Para terminar parcialmente este intermezzo, cabe una reflexión puntual. Las bases biológicas del pensar pueden ser igualmente bien comprendidas a partir del reconocimiento explícito de que el modo como pensamos e incluso el contenido de lo que pensamos incide en la salud humana. A título ilustrativo, por ejemplo, la medicina ayurvédica pone de manifiesto que la salud humana pasa por el proceso de aprender a pensar. Aquí ello significa no pensar en el pasado o en el futuro, porque nos enfermamos. Debemos aprender a pensar en el presente. Y pensar en el presente significa simple y llanamente concentrarnos, en cada caso en aquello que hacemos, sin más. Si estamos comiendo, existe ese presente. Si caminamos o estudiamos, ese el único tiempo real, y así sucesivamente para cada una de las actividades que podemos emprender. Diversas otras tradiciones culturales coinciden con este aspecto.

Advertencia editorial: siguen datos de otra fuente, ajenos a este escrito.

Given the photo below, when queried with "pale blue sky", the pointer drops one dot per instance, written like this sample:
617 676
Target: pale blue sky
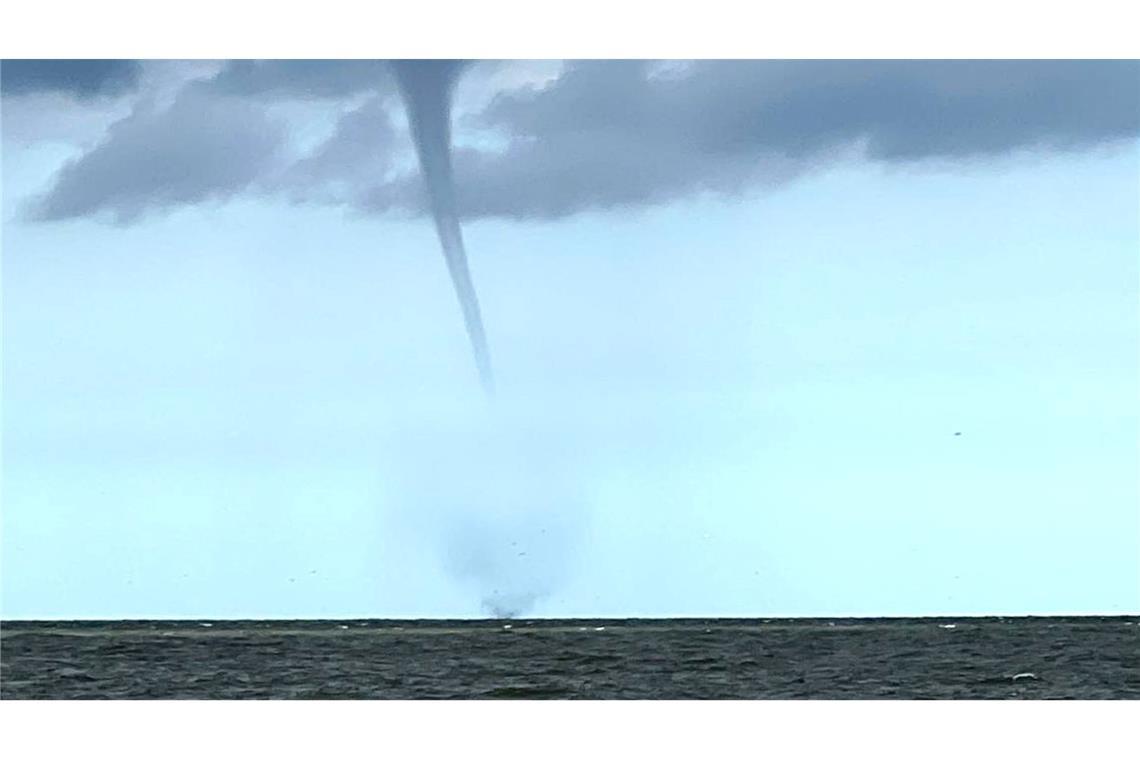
739 403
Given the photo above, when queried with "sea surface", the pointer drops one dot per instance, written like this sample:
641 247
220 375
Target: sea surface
686 659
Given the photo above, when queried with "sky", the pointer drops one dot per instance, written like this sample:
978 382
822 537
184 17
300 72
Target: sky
770 338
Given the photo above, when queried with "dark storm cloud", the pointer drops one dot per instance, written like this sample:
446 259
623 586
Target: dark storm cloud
79 79
359 152
604 133
302 79
620 133
200 148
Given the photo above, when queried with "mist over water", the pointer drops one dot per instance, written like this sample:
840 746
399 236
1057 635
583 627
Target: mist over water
426 87
501 506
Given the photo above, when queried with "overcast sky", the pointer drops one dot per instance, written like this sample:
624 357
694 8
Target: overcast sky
771 337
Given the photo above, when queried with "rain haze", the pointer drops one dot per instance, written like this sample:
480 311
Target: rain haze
770 338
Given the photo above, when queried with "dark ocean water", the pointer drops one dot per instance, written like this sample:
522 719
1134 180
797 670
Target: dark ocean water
994 658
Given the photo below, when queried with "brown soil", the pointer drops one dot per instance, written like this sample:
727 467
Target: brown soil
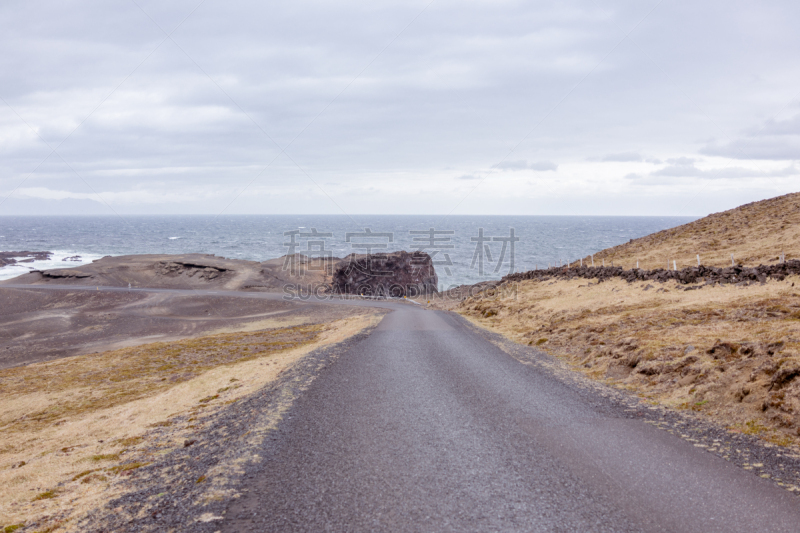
43 325
188 271
73 429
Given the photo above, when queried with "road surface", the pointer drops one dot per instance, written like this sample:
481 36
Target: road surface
426 426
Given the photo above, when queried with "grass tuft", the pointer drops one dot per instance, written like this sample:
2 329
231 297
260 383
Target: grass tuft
46 495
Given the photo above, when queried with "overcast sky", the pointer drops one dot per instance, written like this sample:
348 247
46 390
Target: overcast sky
468 107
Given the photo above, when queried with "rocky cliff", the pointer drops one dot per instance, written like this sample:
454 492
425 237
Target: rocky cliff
394 275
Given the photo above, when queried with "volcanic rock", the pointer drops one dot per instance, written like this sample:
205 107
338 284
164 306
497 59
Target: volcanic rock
396 274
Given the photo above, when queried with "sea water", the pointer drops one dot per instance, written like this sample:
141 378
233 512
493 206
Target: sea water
465 249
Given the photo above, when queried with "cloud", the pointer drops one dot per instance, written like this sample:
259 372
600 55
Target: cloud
623 157
774 140
685 168
295 96
521 164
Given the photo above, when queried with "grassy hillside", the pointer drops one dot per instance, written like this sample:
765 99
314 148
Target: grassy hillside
730 351
755 233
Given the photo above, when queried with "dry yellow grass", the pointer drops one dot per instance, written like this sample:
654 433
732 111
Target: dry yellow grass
731 352
69 426
755 233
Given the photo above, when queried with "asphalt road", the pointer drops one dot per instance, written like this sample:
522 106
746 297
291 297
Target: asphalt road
426 426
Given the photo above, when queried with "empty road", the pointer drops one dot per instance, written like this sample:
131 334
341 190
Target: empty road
426 426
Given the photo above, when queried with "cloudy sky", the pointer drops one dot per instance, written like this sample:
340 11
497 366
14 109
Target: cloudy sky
472 107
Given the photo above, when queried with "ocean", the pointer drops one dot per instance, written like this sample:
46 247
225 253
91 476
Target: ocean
465 249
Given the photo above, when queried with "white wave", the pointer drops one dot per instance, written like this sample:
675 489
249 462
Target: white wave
59 259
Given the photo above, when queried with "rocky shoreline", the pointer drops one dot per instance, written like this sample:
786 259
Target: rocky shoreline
12 258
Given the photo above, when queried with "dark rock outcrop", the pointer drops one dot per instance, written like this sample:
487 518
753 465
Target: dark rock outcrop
701 274
386 275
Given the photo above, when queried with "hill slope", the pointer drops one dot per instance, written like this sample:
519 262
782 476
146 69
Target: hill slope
754 233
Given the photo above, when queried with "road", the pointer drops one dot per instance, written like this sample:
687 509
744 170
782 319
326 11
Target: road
426 426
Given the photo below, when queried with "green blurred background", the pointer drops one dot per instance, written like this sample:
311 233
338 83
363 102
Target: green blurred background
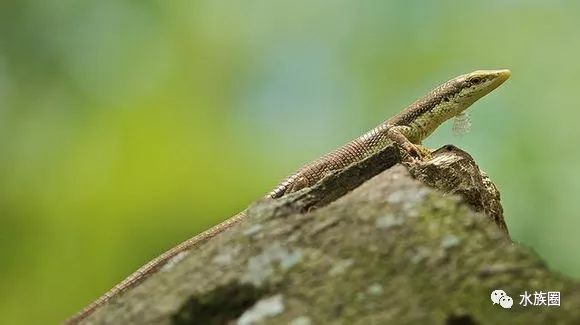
128 126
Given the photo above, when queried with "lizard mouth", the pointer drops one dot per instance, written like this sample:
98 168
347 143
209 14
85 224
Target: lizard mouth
503 75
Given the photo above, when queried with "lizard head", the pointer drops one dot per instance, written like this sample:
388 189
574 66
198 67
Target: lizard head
472 86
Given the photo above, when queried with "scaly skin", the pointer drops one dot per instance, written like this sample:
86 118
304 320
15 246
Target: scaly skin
408 129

La salud humana pasa por el hecho de que seamos nosotros quienes controlamos el cerebro, y no al revés. Para la inmensa mayoría de la gente, es el cerebro el que los domina. Y vale entonces recordar lo que, a modo de imagen, mencionaba Siddharta Gautama: el yo o el cerebro es un mono loco, borracho, picado por una abeja. El cerebro nos saca de nosotros mismos, y hace que nos perdamos en el camino. Entonces, simple y llanamente, erramos.